December 2004: Lt. Mark Chastain, who was an officer at the time, was shot in the shoulder by an 18-year-old motorist he pulled over for an equipment violation in front of the Circle K on Stockton Hill Road and Detroit Avenue.
After he was shot, Chastain returned fire and killed the man.
Chastain was about to hand the man a fix-it ticket.
August 2009: Officer Tim Sparr was shot in the arm during a deadly domestic incident.
Holly Jean Anderson had just handed her infant to Chastain, who responded to the home with Sparr, when her husband shot her in the head.
The bullet traveled through Anderson and struck Sparr.
The husband shot and killed himself moments later.
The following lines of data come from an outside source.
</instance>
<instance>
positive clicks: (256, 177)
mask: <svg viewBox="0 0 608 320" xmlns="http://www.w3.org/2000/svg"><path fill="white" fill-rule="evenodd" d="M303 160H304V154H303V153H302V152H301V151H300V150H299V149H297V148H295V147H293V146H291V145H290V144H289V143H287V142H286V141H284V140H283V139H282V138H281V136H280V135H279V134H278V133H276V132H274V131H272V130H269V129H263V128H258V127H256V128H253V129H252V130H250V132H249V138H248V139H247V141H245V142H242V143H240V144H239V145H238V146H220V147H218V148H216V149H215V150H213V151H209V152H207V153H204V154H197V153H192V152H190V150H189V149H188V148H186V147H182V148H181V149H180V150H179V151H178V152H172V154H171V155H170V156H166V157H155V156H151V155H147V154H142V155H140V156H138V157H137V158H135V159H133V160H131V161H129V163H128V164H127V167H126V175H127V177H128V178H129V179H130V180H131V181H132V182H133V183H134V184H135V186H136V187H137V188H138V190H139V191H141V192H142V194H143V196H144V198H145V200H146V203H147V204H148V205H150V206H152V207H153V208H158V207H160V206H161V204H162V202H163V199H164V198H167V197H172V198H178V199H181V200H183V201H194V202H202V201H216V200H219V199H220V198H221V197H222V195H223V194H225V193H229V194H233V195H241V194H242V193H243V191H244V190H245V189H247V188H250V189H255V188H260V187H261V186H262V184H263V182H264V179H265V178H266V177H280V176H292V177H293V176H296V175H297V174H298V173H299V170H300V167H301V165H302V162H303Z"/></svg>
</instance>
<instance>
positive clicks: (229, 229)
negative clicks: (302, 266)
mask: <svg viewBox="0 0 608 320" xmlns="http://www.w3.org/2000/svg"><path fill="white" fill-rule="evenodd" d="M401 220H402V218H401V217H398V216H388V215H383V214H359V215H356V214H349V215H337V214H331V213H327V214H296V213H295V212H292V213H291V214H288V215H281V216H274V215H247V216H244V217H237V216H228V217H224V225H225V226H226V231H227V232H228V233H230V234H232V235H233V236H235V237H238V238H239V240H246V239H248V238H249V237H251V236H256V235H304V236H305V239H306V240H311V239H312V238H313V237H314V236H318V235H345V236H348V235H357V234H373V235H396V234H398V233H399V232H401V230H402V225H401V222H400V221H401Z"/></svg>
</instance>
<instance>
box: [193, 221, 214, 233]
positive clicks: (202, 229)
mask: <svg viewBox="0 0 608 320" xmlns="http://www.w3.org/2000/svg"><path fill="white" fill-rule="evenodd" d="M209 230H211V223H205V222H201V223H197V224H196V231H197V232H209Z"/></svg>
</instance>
"That's a significant number of officer involved shootings for a community our size," said DeVries.
Sometimes, crime does pay
The police department utilized money convicted drug dealers have forfeited to have the MRAP shipped from Texas to Kingman at a cost of $4,300.
DeVries said drug seizure money would also be used to have the MRAP outfitted for law enforcement purposes.
That means lights will be installed - although the 17-ton vehicle will never run code.
"We want people to know this is a police vehicle," said DeVries. "It will be clearly marked."
A radio and other items must be purchased and installed and the MRAP itself needs to have interior parts replaced.
Because the essential parts of the vehicle are brand new, maintenance costs won't be prohibitive, and the department has access to parts, said Deputy Police Chief Rusty Cooper.
Search warrants and bombs
Without adequate manpower or time for extensive training, the Kingman Police Department does not have its own SWAT team.
Detectives, however, are trained to serve search warrants and the MRAP, said DeVries, will play a big part in such operations going forward.
The vehicle's ballistic protection means officers won't have to expose themselves to gunfire and the MRAP has proved to be effective in hostage situations.
To people who worry local law enforcement has become too aggressive and militaristic in its approach to fighting crime, DeVries was circumspect:
"It doesn't matter what we say. There will be people who oppose it, but when we get people safely out of a situation, we'll know it was the right decision."
For DeVries, the MRAP is just one more way he can help officers survive every shift.
"I have a deep passion and commitment to provide the safest work environment I can," he said. "I want them all to go home to their families every day."